MW: April 1, 2015:
One dunce asserts that the U.S. is in a secular stagnation caused by zero interest rates - a problem that can only be resolved with more government spending. This is the Paul Krugman view that 35 years of government deficits can be fixed with even larger government deficits. A counter-cyclical policy of Keynesian fiscal stimulus can fix a secular problem of insufficient demand caused by outsourcing the entire economy.
The other dunce asserts that zero interest rates are succeeding where 1% interest rates failed catastrophically, and everything is getting better right now - you can't make this shit up...
"Does the U.S. economy face secular stagnation? I am skeptical, and the sources of my skepticism go beyond the fact that the U.S. economy looks to be well on the way to full employment today"

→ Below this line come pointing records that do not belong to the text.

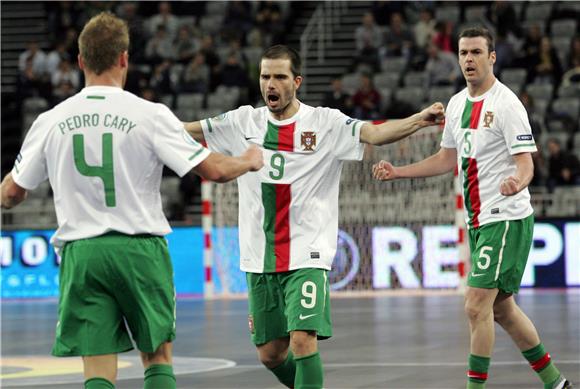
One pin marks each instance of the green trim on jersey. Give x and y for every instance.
(523, 145)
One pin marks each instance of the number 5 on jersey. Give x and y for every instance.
(104, 172)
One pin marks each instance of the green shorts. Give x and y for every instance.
(289, 301)
(499, 253)
(111, 280)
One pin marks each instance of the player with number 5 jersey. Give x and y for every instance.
(488, 137)
(103, 151)
(288, 211)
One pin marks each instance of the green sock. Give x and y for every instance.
(98, 383)
(477, 373)
(309, 372)
(286, 371)
(159, 377)
(542, 364)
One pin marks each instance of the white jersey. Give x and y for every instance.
(487, 131)
(103, 151)
(288, 211)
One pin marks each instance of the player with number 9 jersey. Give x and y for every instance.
(287, 210)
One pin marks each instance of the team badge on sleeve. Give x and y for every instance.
(308, 140)
(488, 119)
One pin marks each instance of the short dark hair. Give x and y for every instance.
(474, 32)
(285, 52)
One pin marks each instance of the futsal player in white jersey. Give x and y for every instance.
(487, 134)
(103, 151)
(288, 211)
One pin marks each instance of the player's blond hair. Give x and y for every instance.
(102, 40)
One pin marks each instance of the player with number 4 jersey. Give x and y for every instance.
(288, 211)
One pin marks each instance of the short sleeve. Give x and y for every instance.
(346, 136)
(173, 145)
(219, 130)
(30, 166)
(517, 130)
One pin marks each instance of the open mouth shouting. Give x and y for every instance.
(273, 99)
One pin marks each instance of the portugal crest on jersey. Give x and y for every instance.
(488, 119)
(308, 140)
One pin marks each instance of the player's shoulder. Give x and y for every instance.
(505, 94)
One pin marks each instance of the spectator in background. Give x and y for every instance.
(337, 98)
(546, 66)
(503, 16)
(65, 81)
(366, 100)
(369, 38)
(424, 29)
(233, 73)
(128, 11)
(164, 18)
(540, 167)
(400, 40)
(441, 68)
(185, 45)
(161, 78)
(159, 48)
(37, 59)
(572, 75)
(528, 103)
(195, 76)
(269, 21)
(212, 60)
(443, 36)
(238, 20)
(383, 10)
(530, 49)
(563, 167)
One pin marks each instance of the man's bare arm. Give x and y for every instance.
(222, 168)
(522, 177)
(440, 163)
(194, 129)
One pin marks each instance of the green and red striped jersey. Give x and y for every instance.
(288, 211)
(487, 131)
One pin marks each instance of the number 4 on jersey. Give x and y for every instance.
(104, 172)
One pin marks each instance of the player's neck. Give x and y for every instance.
(476, 90)
(290, 111)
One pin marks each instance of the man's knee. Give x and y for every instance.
(478, 303)
(161, 356)
(273, 353)
(303, 342)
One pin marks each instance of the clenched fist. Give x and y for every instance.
(384, 171)
(254, 156)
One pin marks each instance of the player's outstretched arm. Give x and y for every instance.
(393, 130)
(12, 193)
(522, 178)
(194, 129)
(442, 162)
(222, 168)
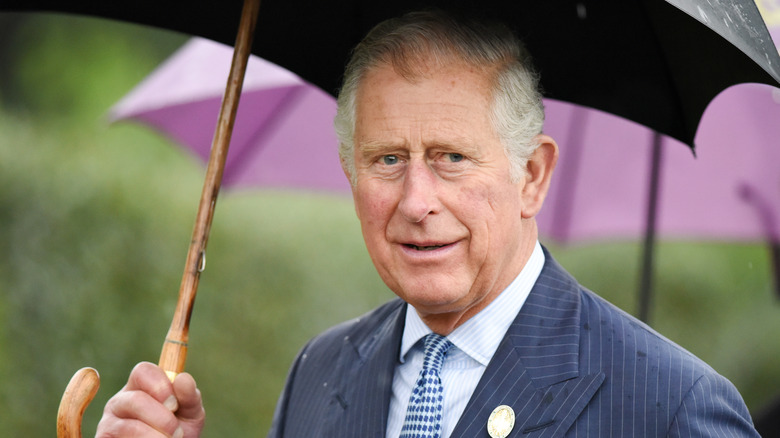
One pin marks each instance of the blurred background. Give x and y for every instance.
(95, 221)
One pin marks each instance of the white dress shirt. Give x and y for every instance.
(475, 342)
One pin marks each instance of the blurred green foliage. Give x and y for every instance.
(95, 220)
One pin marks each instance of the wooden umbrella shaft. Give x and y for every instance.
(174, 351)
(85, 382)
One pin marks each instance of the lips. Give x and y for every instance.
(424, 248)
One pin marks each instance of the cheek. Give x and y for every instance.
(373, 208)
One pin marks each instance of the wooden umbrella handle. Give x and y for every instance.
(80, 391)
(84, 384)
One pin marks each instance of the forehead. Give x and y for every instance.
(441, 103)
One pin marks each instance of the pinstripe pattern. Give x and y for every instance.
(570, 365)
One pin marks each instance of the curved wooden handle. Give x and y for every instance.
(80, 391)
(84, 384)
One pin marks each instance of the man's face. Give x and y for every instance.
(441, 218)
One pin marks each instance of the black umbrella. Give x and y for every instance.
(645, 60)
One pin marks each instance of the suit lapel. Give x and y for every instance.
(535, 369)
(366, 366)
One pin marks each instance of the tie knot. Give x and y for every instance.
(436, 346)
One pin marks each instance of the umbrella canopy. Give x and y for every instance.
(730, 190)
(283, 134)
(658, 63)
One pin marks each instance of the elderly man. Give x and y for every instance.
(440, 124)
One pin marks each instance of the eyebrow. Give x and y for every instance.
(372, 148)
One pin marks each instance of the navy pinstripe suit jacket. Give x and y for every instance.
(571, 364)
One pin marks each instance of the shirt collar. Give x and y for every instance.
(480, 335)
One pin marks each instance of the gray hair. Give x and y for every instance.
(417, 39)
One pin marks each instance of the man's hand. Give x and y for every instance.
(151, 406)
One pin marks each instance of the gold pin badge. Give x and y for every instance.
(501, 422)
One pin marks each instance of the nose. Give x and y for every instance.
(420, 196)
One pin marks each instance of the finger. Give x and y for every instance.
(136, 409)
(191, 413)
(128, 428)
(151, 379)
(188, 396)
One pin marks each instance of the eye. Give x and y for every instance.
(389, 160)
(455, 157)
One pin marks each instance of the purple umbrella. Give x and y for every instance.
(283, 135)
(605, 187)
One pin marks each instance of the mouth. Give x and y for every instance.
(424, 248)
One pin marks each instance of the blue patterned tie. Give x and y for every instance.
(423, 416)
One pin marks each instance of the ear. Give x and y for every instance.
(539, 171)
(347, 173)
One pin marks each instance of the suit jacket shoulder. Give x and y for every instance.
(571, 364)
(651, 386)
(339, 385)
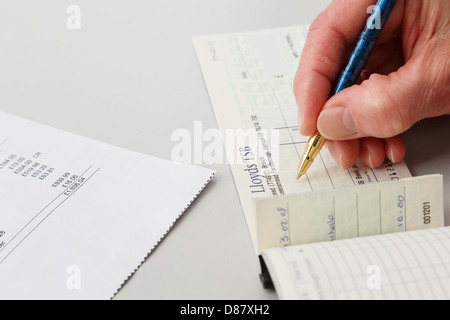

In a Real Economy, Supply Is Demand
Both of these academics, who shouldn't be trusted with anything more than a Rubik's Cube, are wrong for essentially the exact same reason: because like all Econo-dunces today, they conveniently separate (developed world) demand from (Third World) supply and then use unlimited amounts of debt to broker the difference. Whereas, in a balanced economy supply = demand. Period. That's the definition of a balanced and sustainable economy.
Here below, we see the graphic illustration of what 35 years of separating demand from supply has led to - zero interest rates (red line) and the lowest manufacturing employment in U.S. history (blue line):
If interest rates could only go lower, the U.S. would be at full Unemployment. Problem solved.